- 51°04′42″N 03°16′15″W﻿ / ﻿51.07833°N 3.27083°W
- Location: Tolland, Somerset, England

History
- Built: 16th century

Listed Building – Grade II*
- Official name: Gaulden Manor
- Designated: 25 February 1955
- Reference no.: 1307623

= Gaulden Manor =

Gaulden Manor (also Gavelden or Gaveldene) is a Grade II* listed country house to the southeast of Tolland, Somerset, England. It is a double storied building with interior plasterwork, as well as a garden consisting of herbs, old roses and a pond. A room referred to as a chapel has a c.1640 ceiling featuring an angel with trumpet on Judgment Day.

==History==
In 1199, Andrew De Bovedon gave Gaulden to Taunton Priory. It was a settlement in the mid-thirteenth century. During the Valor Ecclesiasticus (1535), Gaulden was listed as belonging to the priory. The priory's possessions were surrendered to King Henry VIII in 1539, and that the manor was granted to William Standysh in 1544. On his death in 1553, the manor passed to Francis Southwell and Alice, his wife. As they left no heirs, it became the possession of John Mynne, and then George Mynne and Elizabeth, his wife. In 1565, James Turberville, the former Bishop of Exeter, lived at the manor. Either Turberville or his great-nephew, John Turberville, added the plasterwork.
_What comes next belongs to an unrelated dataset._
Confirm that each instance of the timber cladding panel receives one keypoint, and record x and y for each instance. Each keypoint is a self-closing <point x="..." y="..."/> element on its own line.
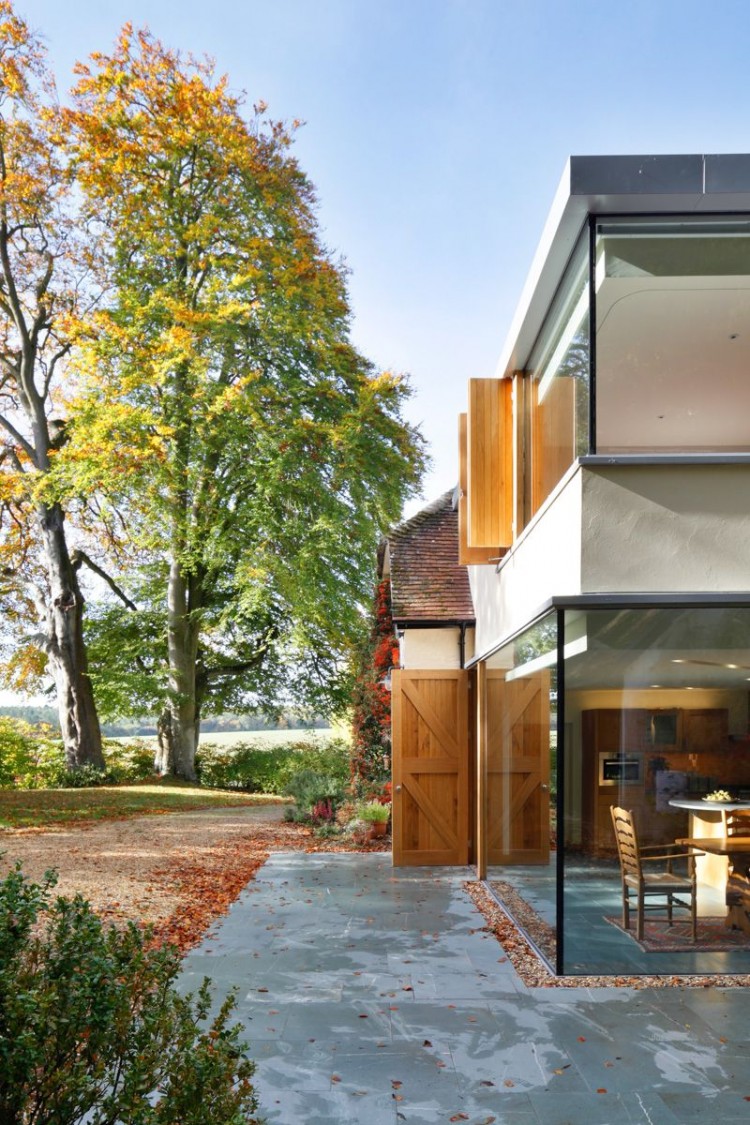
<point x="469" y="556"/>
<point x="431" y="767"/>
<point x="489" y="462"/>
Built from limestone with rough stone walls, the house is dated to the 16th century but underwent alterations in the 17th century; much of the plasterwork is dated to 1640–1660.
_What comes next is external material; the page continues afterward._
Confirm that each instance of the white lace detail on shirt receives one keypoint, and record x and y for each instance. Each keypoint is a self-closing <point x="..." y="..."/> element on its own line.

==Architecture and fittings==
Built of red sandstone and masonry, it is a double storied building. The roof is partly of slate and partly of brick. There is a gabled porch. The front entrance is on the west side. The porch contains a lintel and there is a storey over it. It opens into a passage. A hall and a service wing are at a lower level. The hall is situated on the right a features a ceiling of panelled plaster. There is a notable pendant with eight ornamental flutings, more than 30 × 15 ft. A cornice surrounds the room, except in the area of the fireplace and the carved partition. The partition's cornice, made of plaster, is ornamented with figures and mottoes. On the north wall are two figures—a man apparently giving a cloak to a poor man or monk. Further on, a representation of Herodias' daughter bringing John the Baptist's head to Herod, with the decapitated body in the background. To the left of the fireplace, between it and the square-headed and stone-mullioned window, is an oak partition, panelled and carved, surmounted by a plaster partition between it and the ceiling, and over the door are the initials "I. T." Inside the partition is a room referred to as a chapel, though it has the appearance of an ordinary parlour or drawing room, with nothing ecclesiastic in its features. The c. 1640 ceiling features an angel with trumpet on Judgement Day.

==Grounds==
The grounds contain a bog, herb garden, fish pond, and a collection of old roses. The herb garden is laid out in the shape of a cross. From 1967, Mr and Mrs James le Gendre Starkie laid out 3 acre of wasteland in a similar manner to that which have been in place at the time of the Tudor house. The property and grounds are now owned and maintained by Mark Homewood. Primulas are a special feature of the planting.